Under the 2006 law, Massachusetts businesses with more than 11 employees or their equivalent must offer a “fair and reasonable contribution” toward coverage or pay the state a “Fair Share Assessment” of $295 per full-time employee. The law also requires businesses to help employees pay for premiums using pretax dollars.
Under the federal law, by contrast, businesses with more than 50 employees will face penalties (called a “shared responsibility payment”) equal to $2,000 per full-time employee, with some exclusions. Tax credits are intended to help smaller businesses get coverage for workers.

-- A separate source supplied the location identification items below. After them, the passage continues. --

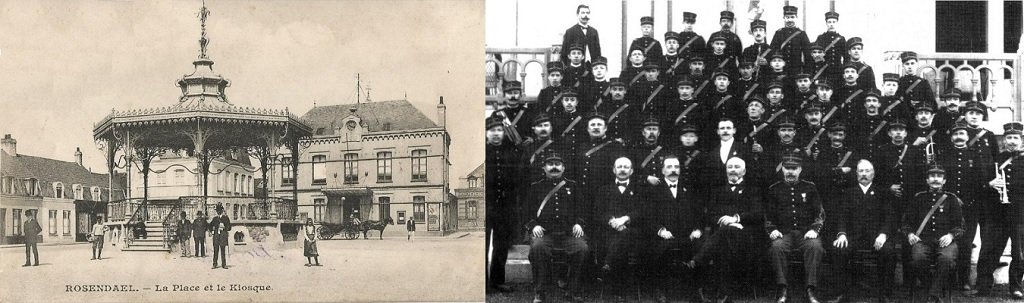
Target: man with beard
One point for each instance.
(1007, 218)
(549, 97)
(556, 219)
(671, 225)
(864, 221)
(933, 223)
(692, 44)
(582, 34)
(792, 42)
(795, 218)
(734, 215)
(834, 45)
(620, 209)
(911, 87)
(865, 74)
(649, 152)
(758, 52)
(967, 172)
(595, 89)
(502, 209)
(651, 48)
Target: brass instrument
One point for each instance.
(1001, 174)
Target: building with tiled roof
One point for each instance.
(375, 161)
(64, 195)
(471, 193)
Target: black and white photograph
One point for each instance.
(225, 150)
(761, 150)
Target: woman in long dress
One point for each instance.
(309, 246)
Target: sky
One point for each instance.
(66, 65)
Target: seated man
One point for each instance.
(865, 218)
(556, 220)
(794, 219)
(932, 222)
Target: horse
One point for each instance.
(376, 225)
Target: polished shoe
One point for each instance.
(810, 296)
(781, 296)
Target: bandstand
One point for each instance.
(205, 125)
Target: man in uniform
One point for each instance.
(556, 219)
(967, 175)
(671, 223)
(501, 221)
(795, 218)
(1006, 217)
(864, 221)
(792, 42)
(651, 48)
(582, 34)
(933, 223)
(911, 87)
(834, 45)
(733, 46)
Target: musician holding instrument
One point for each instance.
(1007, 215)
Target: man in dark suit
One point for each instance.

Almost 79 percent of nonelderly insured Massachusetts residents now receive health insurance through their employers. In 2010, under the most recent data, Massachusetts had about 188,000 employers, 22,324 of which had 11 or more full-time equivalent employees and were potentially subject to the tax penalty, according to the state Division of Health Care Finance and Policy. Of that figure, 1,017 employers faced penalties, with restaurants making up the vast majority. Between 2006 and 2010, the penalties brought in an average of $15.7 million per year to the state, which helped offset costs for the entire law.
Businesses that rely on part-time or seasonal workers have reported the most problems in trying to comply. In the Cape Cod town of Wellfleet, where the local economy is tied to summer tourism, John Vincent Jr. says he’s struggled to keep his drive-in movie theater, mini-golf, and snack bar business in compliance.
Of the 50 people on payroll, the majority are college- or high-school-aged students doing summer work, he says. He also has four year-round employees, whose health benefits are paid 100 percent. That is down from 10 year-round employees a decade ago, a drop he blames on rising health-care costs, including double-digit premium increases, he says.